With the recent release of the Home Mortgage Disclosure Act (HMDA) data, many stakeholders are providing analyses of how mortgage lending occurs in this country. A recent article from The Markup suggests that the industry may be having some tough discussions over the coming weeks and months.

One way the industry could improve its performance with borrowers of color is to update the kinds of data they take into account when underwriting loans. Fannie Mae recently made the bold announcement that they will start taking rental data into account in certain circumstances. This is a strong first step, but there is so much more work to be done.

We not only need to expand the use of rental data in mortgage underwriting, but we also need to bring other kinds of alternative data into the consumer reporting system. Millions of people are successfully paying utility and other bills every month, but too many people don’t get any credit for that. If they fail to pay their bills, however, and the charge goes to collections, that will almost certainly show up on a credit report, having a serious consequence on a credit score.

More market participants need to take advantage of “consumer-permissioned-data” options that credit reporting companies are offering today, giving lenders insights into consumers’ cash flow to help them access credit even if they have a thin credit file.

Most importantly, the mortgage industry can finally begin using credit scoring models from the 21st Century. As I said in a recent op-ed in American Banker, the mortgage industry mostly depends on the FICO Classic model, instead of newer and better models developed by FICO and VantageScore during the last two decades. Just think about how different the mortgage market is today from 1999. But in all that time, the one constant is that a model developed during the Clinton Administration is still the gatekeeper for mortgage lending. It’s time for the mortgage market to enter the 21st Century and embrace new credit models.

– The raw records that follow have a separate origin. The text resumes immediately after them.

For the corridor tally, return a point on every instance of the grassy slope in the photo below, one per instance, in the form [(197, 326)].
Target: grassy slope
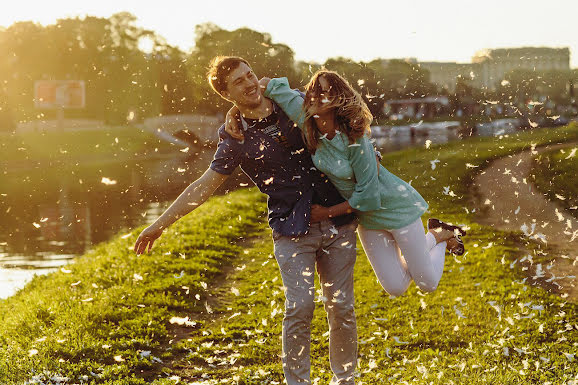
[(554, 173), (484, 324)]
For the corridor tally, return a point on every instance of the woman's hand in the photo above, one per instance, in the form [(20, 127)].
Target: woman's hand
[(233, 124), (319, 213), (146, 238), (264, 82)]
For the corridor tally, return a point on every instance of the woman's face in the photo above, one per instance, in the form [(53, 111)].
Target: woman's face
[(323, 99)]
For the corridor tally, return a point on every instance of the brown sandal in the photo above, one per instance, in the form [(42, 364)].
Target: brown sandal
[(433, 224), (455, 245)]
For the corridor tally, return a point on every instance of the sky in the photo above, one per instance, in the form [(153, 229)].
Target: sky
[(441, 30)]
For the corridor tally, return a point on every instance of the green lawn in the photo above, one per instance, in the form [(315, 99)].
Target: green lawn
[(555, 173), (105, 319)]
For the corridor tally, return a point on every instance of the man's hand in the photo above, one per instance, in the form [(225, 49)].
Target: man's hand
[(233, 124), (319, 213), (147, 238)]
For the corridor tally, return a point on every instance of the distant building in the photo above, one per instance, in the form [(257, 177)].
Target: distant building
[(494, 64), (446, 74)]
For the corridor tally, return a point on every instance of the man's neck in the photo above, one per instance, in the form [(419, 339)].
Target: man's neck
[(262, 111), (326, 123)]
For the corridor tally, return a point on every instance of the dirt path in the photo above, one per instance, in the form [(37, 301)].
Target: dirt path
[(509, 201)]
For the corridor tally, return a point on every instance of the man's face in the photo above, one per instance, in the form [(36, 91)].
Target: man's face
[(243, 87)]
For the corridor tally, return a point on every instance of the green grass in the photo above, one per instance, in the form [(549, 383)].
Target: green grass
[(82, 145), (512, 333), (554, 173)]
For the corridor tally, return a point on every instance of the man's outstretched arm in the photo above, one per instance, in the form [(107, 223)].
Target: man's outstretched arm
[(191, 198)]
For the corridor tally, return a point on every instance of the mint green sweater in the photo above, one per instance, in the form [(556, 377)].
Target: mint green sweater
[(383, 200)]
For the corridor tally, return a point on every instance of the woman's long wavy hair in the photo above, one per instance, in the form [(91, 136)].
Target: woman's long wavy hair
[(352, 114)]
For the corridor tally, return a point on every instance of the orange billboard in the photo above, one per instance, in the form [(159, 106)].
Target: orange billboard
[(59, 94)]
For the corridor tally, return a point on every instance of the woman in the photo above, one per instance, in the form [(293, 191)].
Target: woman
[(335, 123)]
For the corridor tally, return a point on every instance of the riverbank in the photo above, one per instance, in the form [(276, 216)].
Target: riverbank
[(554, 173), (107, 318)]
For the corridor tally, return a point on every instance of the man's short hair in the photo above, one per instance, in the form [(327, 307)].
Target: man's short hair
[(220, 68)]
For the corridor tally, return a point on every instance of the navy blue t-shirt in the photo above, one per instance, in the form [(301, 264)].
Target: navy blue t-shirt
[(274, 156)]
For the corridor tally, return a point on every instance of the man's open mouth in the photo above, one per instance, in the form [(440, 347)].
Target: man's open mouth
[(251, 92)]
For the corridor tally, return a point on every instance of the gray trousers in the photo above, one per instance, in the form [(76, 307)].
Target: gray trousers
[(332, 251)]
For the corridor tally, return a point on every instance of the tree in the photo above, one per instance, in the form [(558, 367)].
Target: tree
[(266, 58)]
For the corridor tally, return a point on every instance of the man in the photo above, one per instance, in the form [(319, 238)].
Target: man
[(274, 156)]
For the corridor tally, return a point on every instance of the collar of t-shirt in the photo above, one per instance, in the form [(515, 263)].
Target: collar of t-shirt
[(269, 125)]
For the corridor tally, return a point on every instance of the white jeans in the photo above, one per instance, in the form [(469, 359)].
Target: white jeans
[(398, 256)]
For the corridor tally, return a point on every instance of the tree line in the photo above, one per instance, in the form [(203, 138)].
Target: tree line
[(120, 76)]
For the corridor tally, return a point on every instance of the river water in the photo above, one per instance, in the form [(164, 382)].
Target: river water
[(51, 215)]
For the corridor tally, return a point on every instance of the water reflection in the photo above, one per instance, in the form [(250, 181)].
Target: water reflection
[(52, 215)]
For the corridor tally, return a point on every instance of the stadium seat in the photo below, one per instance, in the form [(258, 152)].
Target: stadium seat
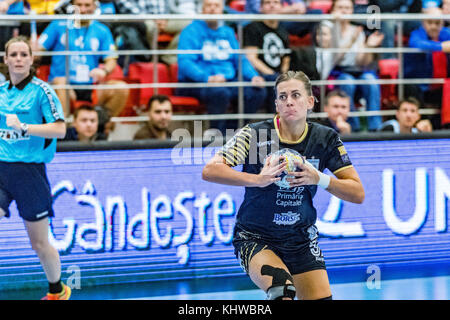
[(142, 72), (324, 5), (296, 41), (180, 103), (238, 5), (388, 69)]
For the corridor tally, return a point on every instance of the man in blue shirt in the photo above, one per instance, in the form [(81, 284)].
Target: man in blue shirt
[(434, 39), (216, 65), (83, 35)]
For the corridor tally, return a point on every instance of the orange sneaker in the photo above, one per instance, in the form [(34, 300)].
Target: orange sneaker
[(63, 295)]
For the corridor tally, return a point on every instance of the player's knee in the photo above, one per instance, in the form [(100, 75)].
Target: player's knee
[(280, 287), (281, 292), (40, 246)]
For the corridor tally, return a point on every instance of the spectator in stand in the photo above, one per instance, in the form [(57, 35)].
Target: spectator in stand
[(8, 30), (84, 35), (85, 126), (288, 7), (337, 107), (270, 36), (159, 118), (153, 27), (407, 119), (216, 65), (42, 7), (355, 65), (434, 39)]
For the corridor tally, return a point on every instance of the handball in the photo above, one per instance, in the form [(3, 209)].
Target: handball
[(289, 156)]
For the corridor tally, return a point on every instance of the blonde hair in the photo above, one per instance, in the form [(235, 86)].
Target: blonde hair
[(18, 39), (297, 75)]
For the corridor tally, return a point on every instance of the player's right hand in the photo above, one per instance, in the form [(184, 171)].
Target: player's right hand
[(269, 174)]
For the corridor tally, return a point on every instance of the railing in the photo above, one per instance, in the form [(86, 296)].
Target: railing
[(240, 115)]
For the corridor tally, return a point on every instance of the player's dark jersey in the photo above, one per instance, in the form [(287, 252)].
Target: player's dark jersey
[(278, 213)]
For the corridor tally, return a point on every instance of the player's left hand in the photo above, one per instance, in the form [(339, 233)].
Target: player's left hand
[(307, 175), (13, 121)]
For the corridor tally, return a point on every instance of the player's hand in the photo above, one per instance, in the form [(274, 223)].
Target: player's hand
[(98, 75), (307, 175), (375, 39), (13, 121), (271, 170)]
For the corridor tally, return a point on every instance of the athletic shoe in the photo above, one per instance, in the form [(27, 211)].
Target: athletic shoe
[(63, 295)]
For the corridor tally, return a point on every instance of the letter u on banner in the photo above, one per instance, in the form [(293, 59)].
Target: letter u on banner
[(420, 213)]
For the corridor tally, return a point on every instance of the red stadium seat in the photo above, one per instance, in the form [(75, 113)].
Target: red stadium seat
[(324, 5), (238, 5), (183, 104), (142, 72), (388, 69)]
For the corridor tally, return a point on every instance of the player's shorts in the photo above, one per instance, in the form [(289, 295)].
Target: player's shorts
[(28, 185), (303, 257)]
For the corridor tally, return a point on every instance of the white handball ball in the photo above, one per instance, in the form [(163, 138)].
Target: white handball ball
[(290, 156)]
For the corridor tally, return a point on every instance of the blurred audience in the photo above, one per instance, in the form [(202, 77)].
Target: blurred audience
[(434, 39), (407, 119), (85, 126), (356, 65), (337, 107), (270, 36), (216, 65), (159, 119), (84, 35), (155, 27), (288, 7)]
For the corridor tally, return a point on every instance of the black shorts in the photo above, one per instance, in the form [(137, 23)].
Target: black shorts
[(300, 258), (28, 185)]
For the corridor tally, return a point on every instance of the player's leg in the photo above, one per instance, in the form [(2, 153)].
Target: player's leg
[(270, 274), (113, 99), (312, 285), (48, 255)]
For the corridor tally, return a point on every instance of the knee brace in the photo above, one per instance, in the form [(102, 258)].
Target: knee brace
[(280, 292), (279, 289)]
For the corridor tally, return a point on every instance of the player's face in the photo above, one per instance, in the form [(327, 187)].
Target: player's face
[(160, 114), (19, 58), (408, 114), (433, 27), (293, 102), (86, 123), (337, 107), (271, 6), (85, 6)]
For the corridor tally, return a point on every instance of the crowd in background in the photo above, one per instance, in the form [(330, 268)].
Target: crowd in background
[(92, 109)]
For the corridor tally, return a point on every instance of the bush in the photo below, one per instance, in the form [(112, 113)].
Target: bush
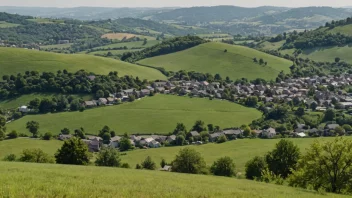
[(223, 167), (13, 134), (254, 168), (189, 160), (148, 164), (36, 156), (47, 136), (10, 158)]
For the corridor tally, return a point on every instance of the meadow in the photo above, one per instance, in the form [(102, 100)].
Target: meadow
[(211, 58), (25, 99), (14, 60), (158, 114), (4, 24), (36, 180), (120, 36)]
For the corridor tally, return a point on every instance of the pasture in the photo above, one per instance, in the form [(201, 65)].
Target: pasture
[(158, 114), (120, 36), (36, 180), (15, 60), (211, 58)]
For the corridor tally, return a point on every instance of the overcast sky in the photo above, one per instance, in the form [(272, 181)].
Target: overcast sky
[(173, 3)]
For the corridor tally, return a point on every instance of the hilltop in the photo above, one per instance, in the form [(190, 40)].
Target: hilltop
[(158, 114), (86, 181), (211, 58), (14, 60)]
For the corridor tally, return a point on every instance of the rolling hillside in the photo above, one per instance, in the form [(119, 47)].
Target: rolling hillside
[(158, 114), (87, 181), (236, 63), (13, 61)]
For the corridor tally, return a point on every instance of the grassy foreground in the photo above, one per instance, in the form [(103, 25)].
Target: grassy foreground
[(14, 60), (46, 180), (236, 63), (158, 114)]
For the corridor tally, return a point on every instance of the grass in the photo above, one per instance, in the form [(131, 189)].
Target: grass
[(48, 180), (158, 114), (58, 46), (236, 63), (240, 151), (120, 36), (25, 99), (4, 24), (15, 60), (16, 146)]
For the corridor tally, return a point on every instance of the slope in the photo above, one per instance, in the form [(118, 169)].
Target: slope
[(43, 180), (158, 114), (236, 63), (13, 61)]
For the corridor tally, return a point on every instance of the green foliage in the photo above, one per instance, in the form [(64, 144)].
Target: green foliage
[(73, 151), (108, 157), (47, 136), (148, 163), (33, 127), (255, 167), (283, 159), (188, 160), (224, 166), (36, 156), (326, 166), (10, 158)]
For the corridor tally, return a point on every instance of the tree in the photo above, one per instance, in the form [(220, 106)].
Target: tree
[(33, 127), (222, 139), (125, 144), (329, 115), (163, 163), (47, 136), (255, 167), (36, 156), (224, 167), (73, 151), (108, 157), (13, 134), (180, 128), (199, 126), (188, 160), (327, 166), (65, 131), (283, 158), (148, 164)]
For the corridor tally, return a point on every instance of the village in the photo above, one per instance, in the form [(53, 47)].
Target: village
[(327, 93)]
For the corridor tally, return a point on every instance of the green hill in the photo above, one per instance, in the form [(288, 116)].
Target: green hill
[(236, 63), (87, 181), (158, 114), (14, 60)]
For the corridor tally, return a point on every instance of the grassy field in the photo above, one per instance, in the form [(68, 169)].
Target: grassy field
[(236, 63), (58, 46), (4, 24), (16, 146), (47, 180), (158, 114), (25, 99), (120, 36), (130, 45), (14, 60), (240, 151)]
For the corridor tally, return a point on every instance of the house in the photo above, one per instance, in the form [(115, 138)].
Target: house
[(24, 109), (102, 101), (63, 137), (89, 104)]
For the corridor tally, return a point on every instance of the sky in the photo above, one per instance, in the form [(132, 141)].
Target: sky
[(173, 3)]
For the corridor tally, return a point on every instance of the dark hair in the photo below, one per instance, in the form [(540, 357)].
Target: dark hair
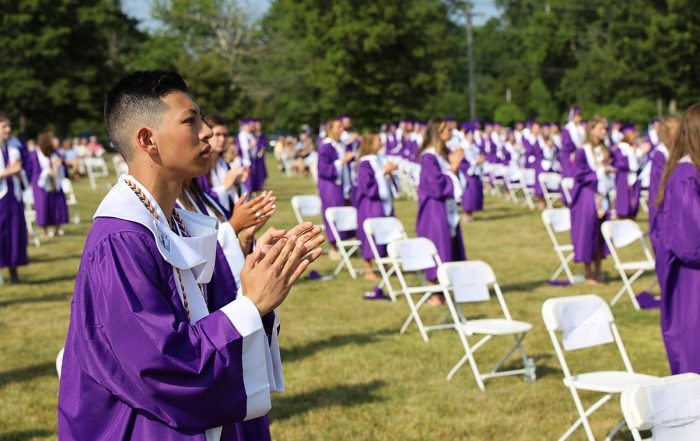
[(215, 120), (136, 99)]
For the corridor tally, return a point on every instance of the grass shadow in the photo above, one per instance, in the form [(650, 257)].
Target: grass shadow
[(300, 352), (287, 406), (27, 373), (45, 298), (23, 435)]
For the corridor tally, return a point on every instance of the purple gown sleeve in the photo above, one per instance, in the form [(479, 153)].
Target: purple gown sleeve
[(186, 376), (326, 162), (681, 224), (367, 181), (434, 184)]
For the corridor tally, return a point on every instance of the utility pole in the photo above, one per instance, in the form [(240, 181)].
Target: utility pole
[(470, 58)]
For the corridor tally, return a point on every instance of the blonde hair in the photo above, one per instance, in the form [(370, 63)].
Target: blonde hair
[(687, 143)]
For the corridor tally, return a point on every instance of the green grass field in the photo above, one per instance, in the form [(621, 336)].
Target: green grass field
[(349, 374)]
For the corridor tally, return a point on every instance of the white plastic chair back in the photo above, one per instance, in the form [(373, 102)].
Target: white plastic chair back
[(469, 280), (669, 406), (342, 218), (622, 232), (306, 205), (415, 254)]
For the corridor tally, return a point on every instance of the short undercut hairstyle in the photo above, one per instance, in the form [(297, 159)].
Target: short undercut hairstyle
[(136, 101)]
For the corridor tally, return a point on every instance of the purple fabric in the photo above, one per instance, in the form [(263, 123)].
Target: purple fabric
[(50, 206), (434, 189), (678, 268), (658, 163), (369, 204), (567, 148), (331, 194), (473, 195), (13, 227), (134, 367), (627, 198), (585, 225)]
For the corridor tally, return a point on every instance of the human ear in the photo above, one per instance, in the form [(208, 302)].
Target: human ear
[(145, 141)]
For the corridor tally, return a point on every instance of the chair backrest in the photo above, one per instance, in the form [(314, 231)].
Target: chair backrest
[(306, 205), (414, 254), (550, 181), (341, 219), (585, 321), (566, 185), (382, 230), (677, 397)]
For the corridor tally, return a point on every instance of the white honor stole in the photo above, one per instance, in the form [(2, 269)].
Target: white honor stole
[(46, 182), (451, 203), (13, 155), (383, 185), (195, 258)]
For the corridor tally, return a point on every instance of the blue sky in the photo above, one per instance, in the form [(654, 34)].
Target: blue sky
[(140, 9)]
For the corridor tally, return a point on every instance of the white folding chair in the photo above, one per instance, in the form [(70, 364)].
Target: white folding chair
[(344, 220), (305, 206), (619, 234), (414, 256), (468, 282), (551, 187), (558, 220), (71, 200), (586, 321), (30, 216), (95, 168), (59, 362), (381, 231), (567, 184), (669, 407)]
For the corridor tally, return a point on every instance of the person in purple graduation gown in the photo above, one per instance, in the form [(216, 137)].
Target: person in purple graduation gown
[(626, 157), (48, 172), (136, 365), (678, 247), (333, 175), (13, 226), (438, 218), (589, 204), (373, 198)]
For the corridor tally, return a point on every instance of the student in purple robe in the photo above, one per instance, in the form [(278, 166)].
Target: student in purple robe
[(667, 132), (160, 344), (374, 198), (678, 247), (438, 192), (47, 176), (626, 158), (589, 199), (571, 139), (471, 169), (13, 226), (333, 175)]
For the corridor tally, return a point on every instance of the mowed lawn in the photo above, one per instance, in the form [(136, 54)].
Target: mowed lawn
[(349, 374)]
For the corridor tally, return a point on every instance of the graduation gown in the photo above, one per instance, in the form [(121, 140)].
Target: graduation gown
[(333, 180), (373, 199), (436, 194), (49, 200), (13, 226), (626, 191), (134, 366), (678, 267), (585, 225)]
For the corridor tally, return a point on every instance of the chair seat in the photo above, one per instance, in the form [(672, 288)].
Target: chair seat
[(608, 381), (645, 265), (496, 327)]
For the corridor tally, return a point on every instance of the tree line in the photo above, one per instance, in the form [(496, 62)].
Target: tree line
[(306, 60)]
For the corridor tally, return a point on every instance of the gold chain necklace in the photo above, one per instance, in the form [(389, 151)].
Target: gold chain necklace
[(181, 227)]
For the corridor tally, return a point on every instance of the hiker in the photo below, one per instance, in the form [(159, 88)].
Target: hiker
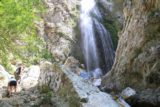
[(12, 86), (18, 73)]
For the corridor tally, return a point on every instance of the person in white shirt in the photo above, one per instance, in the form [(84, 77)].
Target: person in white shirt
[(12, 85)]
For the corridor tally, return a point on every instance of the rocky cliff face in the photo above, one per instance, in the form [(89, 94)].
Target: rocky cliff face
[(59, 28), (137, 62)]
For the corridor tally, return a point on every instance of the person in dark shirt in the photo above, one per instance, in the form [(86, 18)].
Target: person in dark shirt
[(18, 73)]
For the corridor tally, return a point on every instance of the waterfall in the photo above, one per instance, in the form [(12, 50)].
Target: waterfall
[(91, 29)]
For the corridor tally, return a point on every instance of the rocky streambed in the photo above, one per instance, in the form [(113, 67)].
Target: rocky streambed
[(51, 85)]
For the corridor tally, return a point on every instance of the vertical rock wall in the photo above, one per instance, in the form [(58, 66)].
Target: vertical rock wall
[(59, 28), (137, 62)]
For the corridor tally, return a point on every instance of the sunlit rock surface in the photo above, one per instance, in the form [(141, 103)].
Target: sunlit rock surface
[(76, 91), (137, 56), (59, 29)]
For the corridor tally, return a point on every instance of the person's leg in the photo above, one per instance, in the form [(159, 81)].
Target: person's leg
[(9, 89)]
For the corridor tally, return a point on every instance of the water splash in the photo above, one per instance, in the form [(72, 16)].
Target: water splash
[(90, 18)]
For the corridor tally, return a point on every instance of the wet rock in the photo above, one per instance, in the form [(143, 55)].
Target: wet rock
[(128, 92), (30, 78), (145, 98), (72, 88), (4, 104)]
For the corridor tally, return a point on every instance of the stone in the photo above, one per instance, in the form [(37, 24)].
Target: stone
[(58, 29), (145, 98), (128, 92), (137, 60), (73, 89), (4, 104)]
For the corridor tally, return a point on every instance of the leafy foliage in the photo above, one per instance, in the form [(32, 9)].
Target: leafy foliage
[(17, 30)]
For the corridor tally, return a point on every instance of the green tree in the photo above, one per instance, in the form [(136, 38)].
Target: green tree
[(17, 29)]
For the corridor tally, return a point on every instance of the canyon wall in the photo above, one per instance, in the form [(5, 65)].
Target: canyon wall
[(137, 62)]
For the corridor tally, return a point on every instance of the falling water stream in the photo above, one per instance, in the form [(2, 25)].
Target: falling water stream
[(91, 29)]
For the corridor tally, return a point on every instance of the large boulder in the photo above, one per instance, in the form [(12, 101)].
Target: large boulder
[(72, 88)]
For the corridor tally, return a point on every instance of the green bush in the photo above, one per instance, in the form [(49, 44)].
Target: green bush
[(18, 31)]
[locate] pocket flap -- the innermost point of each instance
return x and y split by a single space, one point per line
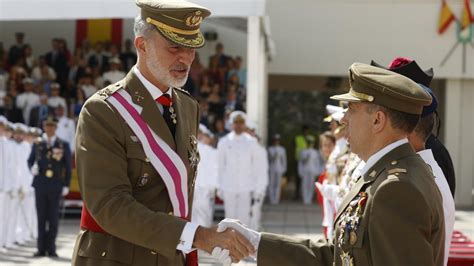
105 247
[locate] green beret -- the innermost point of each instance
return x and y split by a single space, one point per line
177 21
385 88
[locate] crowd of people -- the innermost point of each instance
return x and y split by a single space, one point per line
66 78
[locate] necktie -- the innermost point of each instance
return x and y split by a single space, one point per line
168 112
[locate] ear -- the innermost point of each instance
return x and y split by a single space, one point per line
379 121
140 44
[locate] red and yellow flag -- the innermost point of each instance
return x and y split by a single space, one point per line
446 17
466 18
96 30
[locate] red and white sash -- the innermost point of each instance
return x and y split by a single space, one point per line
165 160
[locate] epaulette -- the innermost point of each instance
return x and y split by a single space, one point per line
109 90
185 92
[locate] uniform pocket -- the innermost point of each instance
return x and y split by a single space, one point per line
105 247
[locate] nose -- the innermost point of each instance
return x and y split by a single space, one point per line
345 119
186 56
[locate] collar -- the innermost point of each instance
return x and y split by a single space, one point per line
154 91
53 139
378 155
427 156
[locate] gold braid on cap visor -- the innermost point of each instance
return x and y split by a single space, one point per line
170 28
362 96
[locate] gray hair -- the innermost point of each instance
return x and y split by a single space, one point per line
141 28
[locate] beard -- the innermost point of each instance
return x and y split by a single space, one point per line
162 73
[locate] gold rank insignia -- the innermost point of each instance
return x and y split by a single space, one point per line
194 153
347 259
194 19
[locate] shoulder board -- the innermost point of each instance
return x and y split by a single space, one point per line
396 171
109 90
185 92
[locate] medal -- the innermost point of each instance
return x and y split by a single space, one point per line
193 153
173 114
352 238
347 259
49 173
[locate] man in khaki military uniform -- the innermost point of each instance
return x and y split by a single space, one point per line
393 215
133 215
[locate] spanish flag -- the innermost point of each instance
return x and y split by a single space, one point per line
446 16
466 18
99 30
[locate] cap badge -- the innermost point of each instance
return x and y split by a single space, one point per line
194 19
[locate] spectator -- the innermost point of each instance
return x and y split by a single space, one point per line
28 58
55 98
128 56
86 86
28 99
220 56
40 112
66 127
98 57
205 87
80 100
10 111
57 59
197 71
42 72
16 51
114 74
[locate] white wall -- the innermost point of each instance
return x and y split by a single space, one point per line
324 37
459 128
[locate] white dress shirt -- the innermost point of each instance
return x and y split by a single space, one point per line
187 236
448 201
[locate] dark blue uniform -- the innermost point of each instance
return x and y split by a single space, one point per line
54 165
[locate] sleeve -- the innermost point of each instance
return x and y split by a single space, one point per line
400 231
262 168
106 188
221 153
291 251
32 157
67 164
284 163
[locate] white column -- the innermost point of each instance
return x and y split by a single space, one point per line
459 128
256 96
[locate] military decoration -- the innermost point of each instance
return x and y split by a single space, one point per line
350 220
194 153
347 259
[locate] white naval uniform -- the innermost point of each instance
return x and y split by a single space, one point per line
24 228
277 167
261 184
236 173
448 201
310 166
26 101
205 187
12 188
3 193
66 130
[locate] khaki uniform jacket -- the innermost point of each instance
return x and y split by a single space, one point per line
120 187
400 223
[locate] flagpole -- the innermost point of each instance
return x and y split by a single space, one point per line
449 53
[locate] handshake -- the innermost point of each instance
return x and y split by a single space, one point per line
230 242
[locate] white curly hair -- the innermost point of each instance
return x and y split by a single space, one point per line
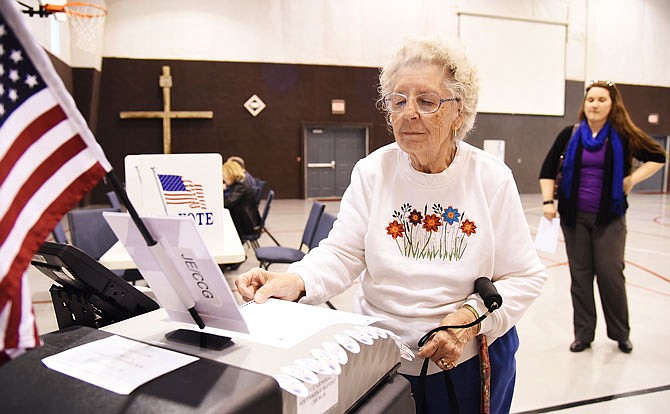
462 79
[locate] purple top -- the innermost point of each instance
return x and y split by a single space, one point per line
591 180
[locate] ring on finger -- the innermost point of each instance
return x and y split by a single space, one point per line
447 365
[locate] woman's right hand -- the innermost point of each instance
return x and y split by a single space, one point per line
258 285
549 211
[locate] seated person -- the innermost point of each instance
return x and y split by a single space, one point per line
240 199
248 178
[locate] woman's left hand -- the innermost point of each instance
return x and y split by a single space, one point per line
445 347
628 184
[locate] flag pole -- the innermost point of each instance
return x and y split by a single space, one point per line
170 272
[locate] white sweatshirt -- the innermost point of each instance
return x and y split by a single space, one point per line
450 228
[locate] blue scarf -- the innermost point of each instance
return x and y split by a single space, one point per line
584 135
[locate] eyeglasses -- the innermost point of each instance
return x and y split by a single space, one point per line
425 103
608 83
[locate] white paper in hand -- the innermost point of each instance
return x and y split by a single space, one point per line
547 235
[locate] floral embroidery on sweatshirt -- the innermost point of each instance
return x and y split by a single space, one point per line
442 233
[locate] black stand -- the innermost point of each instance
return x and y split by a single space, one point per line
200 339
72 308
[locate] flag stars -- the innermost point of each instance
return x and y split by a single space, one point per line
14 75
31 81
16 56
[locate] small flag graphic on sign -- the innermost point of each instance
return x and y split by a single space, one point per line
178 190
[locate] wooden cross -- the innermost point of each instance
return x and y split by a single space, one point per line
166 114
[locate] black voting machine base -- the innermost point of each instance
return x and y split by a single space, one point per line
87 294
92 295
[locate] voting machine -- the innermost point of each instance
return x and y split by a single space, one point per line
324 361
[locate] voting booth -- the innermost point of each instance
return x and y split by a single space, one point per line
322 360
180 185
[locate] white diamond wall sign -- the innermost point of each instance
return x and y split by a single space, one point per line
254 105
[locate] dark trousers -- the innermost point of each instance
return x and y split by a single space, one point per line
466 379
597 251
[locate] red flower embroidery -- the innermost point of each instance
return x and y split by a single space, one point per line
431 222
414 217
468 227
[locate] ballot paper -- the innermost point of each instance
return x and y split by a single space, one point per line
546 238
117 364
284 324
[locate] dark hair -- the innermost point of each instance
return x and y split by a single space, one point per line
636 138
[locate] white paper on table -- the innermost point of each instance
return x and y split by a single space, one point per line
283 323
117 364
546 238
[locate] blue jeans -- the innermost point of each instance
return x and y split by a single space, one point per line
466 381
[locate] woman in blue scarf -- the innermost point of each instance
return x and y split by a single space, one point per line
597 175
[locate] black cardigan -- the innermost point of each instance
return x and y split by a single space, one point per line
567 208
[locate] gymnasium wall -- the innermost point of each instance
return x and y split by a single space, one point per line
297 55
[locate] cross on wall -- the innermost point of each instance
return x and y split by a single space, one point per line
166 114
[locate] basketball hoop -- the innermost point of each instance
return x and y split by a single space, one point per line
86 19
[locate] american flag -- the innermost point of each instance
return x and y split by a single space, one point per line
48 160
178 190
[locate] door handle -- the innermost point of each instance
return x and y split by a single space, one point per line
330 165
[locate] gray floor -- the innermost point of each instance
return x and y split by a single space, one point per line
549 378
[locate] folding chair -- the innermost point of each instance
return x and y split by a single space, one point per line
282 254
252 239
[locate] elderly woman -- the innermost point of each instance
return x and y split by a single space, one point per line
422 219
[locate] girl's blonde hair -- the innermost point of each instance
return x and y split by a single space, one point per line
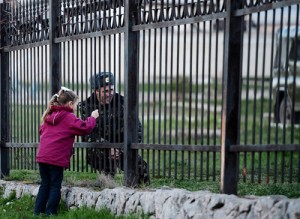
64 96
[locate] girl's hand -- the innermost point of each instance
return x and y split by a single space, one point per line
95 114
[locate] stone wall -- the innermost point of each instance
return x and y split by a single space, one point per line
170 203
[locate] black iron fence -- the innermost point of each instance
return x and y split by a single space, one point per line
213 83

As we continue discussing these issues it is important to note that credit scores are empirically derived and do not take into account race, gender, educational attainment, sexuality or other similar factors. Credit scores are an answer to bias in the lending system, as they are a true and accurate reflection of individual financial situations and choices.

Bringing more people into the regulated financial system is the most important task the financial industry faces today. The studies are done and the commitment to do better is there. Now we just need the industry to take action.